Roman Medina-Heigl Hernandez wrote:
What about creating a REJECT recipient rule for "abuse@", etc, with a
message like: "Mailbox disabled due to spam. Please, contact us by:
http://xxx/contact.php";.

This defeats the purpose of [EMAIL PROTECTED] if I get attacks from your networks, and if your [EMAIL PROTECTED] doesn't work, I will consider that you have no business sending mail. I will at no moment try to parse your abuse auto-response and go to your web server.

Also, if your web server is owned, there is no point to refer people telling you about it to the same owned web server.


And then having some kind of ticket system in
contact.php requiring at least a Turing test -aka Captcha- to accept the
new request?

This is wrong:
- captchas have usability/accessibility problems
- captchas are not secure. google will help you if you're not aware of this.

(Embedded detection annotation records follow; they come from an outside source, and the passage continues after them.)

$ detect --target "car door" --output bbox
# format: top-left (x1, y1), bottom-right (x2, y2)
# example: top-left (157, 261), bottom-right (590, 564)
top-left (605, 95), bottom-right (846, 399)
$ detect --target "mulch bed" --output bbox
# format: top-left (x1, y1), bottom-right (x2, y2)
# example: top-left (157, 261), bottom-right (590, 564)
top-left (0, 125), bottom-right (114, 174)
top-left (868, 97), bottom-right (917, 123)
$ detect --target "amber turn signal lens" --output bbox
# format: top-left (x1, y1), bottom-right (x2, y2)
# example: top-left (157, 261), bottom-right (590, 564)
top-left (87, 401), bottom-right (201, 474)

In this way you can still be contacted and you avoid typical
spam to known addresses (root@, postmaster@, webmaster@, ...).

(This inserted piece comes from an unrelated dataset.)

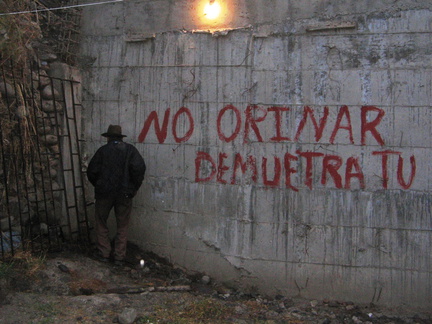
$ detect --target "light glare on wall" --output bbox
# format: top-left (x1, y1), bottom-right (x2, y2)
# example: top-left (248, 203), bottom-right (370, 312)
top-left (204, 0), bottom-right (221, 20)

if you have spam problems, use access controls and content filters. if you can't, don't use email.

I've found that spam sent to role addresses is good for training (bayes, local bl, ... etc) and this is easy to automate (less FP risks since no luser behind).

Another idea would be: "Mailbox disabled due to spam. Please, contact us
at: [EMAIL PROTECTED]". And then having the real
support mailbox at [EMAIL PROTECTED] You could change this last
 one from time to time (and updating REJECT message, of course).

sill y games don't help. they are quickly discovered.